Gate from past opens new path to studies
Recently unearthed ruins of a buried Northern Song city reveal a fascinating saga, Wang Kaihao reports.
Probably one of the most famous Chinese landscape paintings, Along the River During the Qingming Festival is synonymous with the prosperous past of Kaifeng.
As portrayed in the milestone Northern Song (960-1127) scroll by Zhang Zeduan, who served at the imperial court, this city in present-day Henan province was then at its zenith.
A booming economy, vibrant culture, and ultimate political status, thanks to its role as the national capital, characterized this metropolis of more than 1 million.
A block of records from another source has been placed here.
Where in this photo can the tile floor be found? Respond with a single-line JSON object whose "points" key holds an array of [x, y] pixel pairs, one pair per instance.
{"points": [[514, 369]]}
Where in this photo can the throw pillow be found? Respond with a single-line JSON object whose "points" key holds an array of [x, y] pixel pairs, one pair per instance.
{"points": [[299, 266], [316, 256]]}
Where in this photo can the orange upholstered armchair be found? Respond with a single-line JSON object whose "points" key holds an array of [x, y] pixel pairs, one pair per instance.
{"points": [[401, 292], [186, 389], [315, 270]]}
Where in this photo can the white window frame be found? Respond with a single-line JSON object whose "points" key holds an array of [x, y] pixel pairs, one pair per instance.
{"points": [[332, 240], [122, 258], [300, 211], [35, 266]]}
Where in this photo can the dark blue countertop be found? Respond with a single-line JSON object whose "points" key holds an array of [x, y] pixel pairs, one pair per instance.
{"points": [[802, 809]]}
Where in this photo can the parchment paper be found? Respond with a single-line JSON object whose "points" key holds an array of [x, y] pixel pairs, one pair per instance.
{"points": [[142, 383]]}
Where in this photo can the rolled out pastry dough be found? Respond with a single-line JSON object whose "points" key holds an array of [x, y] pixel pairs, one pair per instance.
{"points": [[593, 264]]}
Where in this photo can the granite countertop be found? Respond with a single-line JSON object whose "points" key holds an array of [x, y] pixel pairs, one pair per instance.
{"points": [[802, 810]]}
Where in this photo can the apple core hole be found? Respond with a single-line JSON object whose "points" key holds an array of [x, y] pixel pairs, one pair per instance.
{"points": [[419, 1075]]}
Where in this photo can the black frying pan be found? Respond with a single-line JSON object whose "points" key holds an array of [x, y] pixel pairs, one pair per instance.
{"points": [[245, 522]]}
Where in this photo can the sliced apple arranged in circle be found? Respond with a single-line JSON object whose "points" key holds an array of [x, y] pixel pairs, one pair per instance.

However, wars, the sands of time, and frequent inundation by the Yellow River, condemned that flourishing era to history.
Archaeologists have been working to uncover the long-buried stories of Kaifeng, which was also known as Dongjing ("the eastern capital") during the Northern Song period, and the recent study of the surroundings of the ruins of a city gate yielded crucial clues.
As attested to in many historical documents, Jinglong Gate, which translates as "the gate to worship the dragon", was originally set in Kaifeng's inner city wall.
According to the Dongjing Meng Hua Lu (Eastern Capital: A Dream of Splendor), a nostalgic memoir written by Meng Yuanlao around the time when the Northern Song period ended, the square-shaped inner city had a perimeter of about 10 kilometers, and Jinglong Gate was the middle of three gates set in the inner north wall.
Beginning last year, researchers from the Henan Provincial Institute of Cultural Heritage and Archaeology and the Kaifeng Institute of Cultural Relics and Archaeology focused on excavating the ruins, unearthing the city gate, whose front facade spans 60 meters, in the process.
This figure is equal to the dimensions of the Meridian Gate, or the southern entry to Beijing's Forbidden City, which visitors can see today.
"Jinglong Gate is the largest and highest-level city gate from the Northern Song period we've excavated so far," Wang Sanying, deputy director of the Kaifeng institute and leader of the project, told a National Cultural Heritage Administration news conference held to publicize the new findings in Beijing on Friday.